Commission d’enquête sur le Foyer Anderlechtois : des garde-fous utiles, mais une occasion manquée de mettre fin au clientélisme

15 juillet 2026

Bruxelles, le 15 juillet 2026 – COMMUNIQUE DE PRESSE

À l’issue de la commission d’enquête parlementaire consacrée au Foyer Anderlechtois, lib.res prend acte des recommandations adoptées par la majorité. Si plusieurs d’entre elles rejoignent des propositions défendues de longue date par notre mouvement en matière de transparence, de gouvernance et de dépolitisation, elles restent insuffisantes pour mettre un terme aux pratiques clientélistes révélées ces derniers mois.
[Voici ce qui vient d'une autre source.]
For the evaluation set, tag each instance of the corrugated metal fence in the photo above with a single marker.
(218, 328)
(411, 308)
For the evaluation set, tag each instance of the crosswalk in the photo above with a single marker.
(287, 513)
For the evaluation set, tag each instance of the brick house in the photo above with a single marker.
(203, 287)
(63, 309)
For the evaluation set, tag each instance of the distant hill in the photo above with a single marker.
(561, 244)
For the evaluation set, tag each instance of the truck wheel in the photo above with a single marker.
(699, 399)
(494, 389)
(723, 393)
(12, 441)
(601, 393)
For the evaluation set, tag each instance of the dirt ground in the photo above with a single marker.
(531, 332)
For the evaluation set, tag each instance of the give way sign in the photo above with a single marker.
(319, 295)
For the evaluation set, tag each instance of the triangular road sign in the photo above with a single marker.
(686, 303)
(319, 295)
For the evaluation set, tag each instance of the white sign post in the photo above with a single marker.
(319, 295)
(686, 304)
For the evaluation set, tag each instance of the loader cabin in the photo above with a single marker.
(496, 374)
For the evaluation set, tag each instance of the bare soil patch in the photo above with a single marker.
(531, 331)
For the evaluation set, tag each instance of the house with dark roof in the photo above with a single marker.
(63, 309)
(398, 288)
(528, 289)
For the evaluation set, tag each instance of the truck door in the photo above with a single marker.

Pour lib.res, cette commission d’enquête restera avant tout le symbole d’une occasion manquée. Organisée dans l’urgence, avec un calendrier extrêmement contraint, des documents transmis tardivement et l’exclusion de notre mouvement de ses travaux, elle n’a pas permis d’établir sereinement les responsabilités politiques dans un dossier pourtant majeur pour la confiance des citoyens.
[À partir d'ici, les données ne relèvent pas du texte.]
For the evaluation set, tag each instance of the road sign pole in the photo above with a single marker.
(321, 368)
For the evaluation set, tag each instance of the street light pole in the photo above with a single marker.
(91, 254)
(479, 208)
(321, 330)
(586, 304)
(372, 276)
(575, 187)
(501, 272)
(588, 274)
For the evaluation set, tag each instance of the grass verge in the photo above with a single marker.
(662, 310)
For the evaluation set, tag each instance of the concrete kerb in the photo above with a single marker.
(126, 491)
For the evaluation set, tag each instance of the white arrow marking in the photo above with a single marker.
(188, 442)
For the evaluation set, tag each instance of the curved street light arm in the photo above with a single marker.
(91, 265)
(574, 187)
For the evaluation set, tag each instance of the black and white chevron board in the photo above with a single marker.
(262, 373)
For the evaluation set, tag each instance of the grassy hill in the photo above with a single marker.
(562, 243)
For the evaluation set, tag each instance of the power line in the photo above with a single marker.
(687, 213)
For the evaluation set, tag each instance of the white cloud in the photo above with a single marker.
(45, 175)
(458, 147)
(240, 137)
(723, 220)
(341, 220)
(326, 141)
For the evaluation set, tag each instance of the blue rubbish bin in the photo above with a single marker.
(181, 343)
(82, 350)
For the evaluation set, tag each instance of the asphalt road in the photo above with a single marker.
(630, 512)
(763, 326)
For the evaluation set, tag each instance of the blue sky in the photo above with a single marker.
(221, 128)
Plus grave encore, aucune conséquence politique individuelle n’est tirée des dysfonctionnements constatés, alors même que le président du Foyer Anderlechtois demeure en fonction.
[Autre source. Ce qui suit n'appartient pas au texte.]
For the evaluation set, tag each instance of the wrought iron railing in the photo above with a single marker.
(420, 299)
« Cette commission d’enquête avait pour vocation de faire toute la lumière sur des faits extrêmement graves. Au lieu de cela, nous avons assisté à une commission menée au pas de charge, dont lib.res a été exclu, sans que toutes les responsabilités politiques soient véritablement établies. Les recommandations constituent un progrès, mais elles ne peuvent servir de paravent pour éviter les questions qui dérangent. Les Bruxellois étaient en droit d’attendre toute la vérité, pas un simple exercice de communication politique. » – Fabian Maingain, député bruxellois et chef de groupe lib.res

lib.res salue néanmoins plusieurs avancées importantes reprises dans les recommandations : l’interdiction des interventions politiques dans les dossiers individuels, le renforcement du rôle des délégués sociaux, une meilleure protection des lanceurs d’alerte, le renforcement des règles déontologiques, ainsi que l’amélioration de la traçabilité et de la digitalisation des procédures.

Ces mesures rejoignent plusieurs propositions que lib.res avait formulées dès les premières révélations.

Mais elles ne suffisent pas à transformer en profondeur le système d’attribution des logements sociaux.

lib.res défend une réforme beaucoup plus ambitieuse afin de garantir que plus jamais un citoyen ne puisse penser que l’obtention d’un logement social dépend d’un réseau, d’une intervention politique ou d’une proximité avec un mandataire.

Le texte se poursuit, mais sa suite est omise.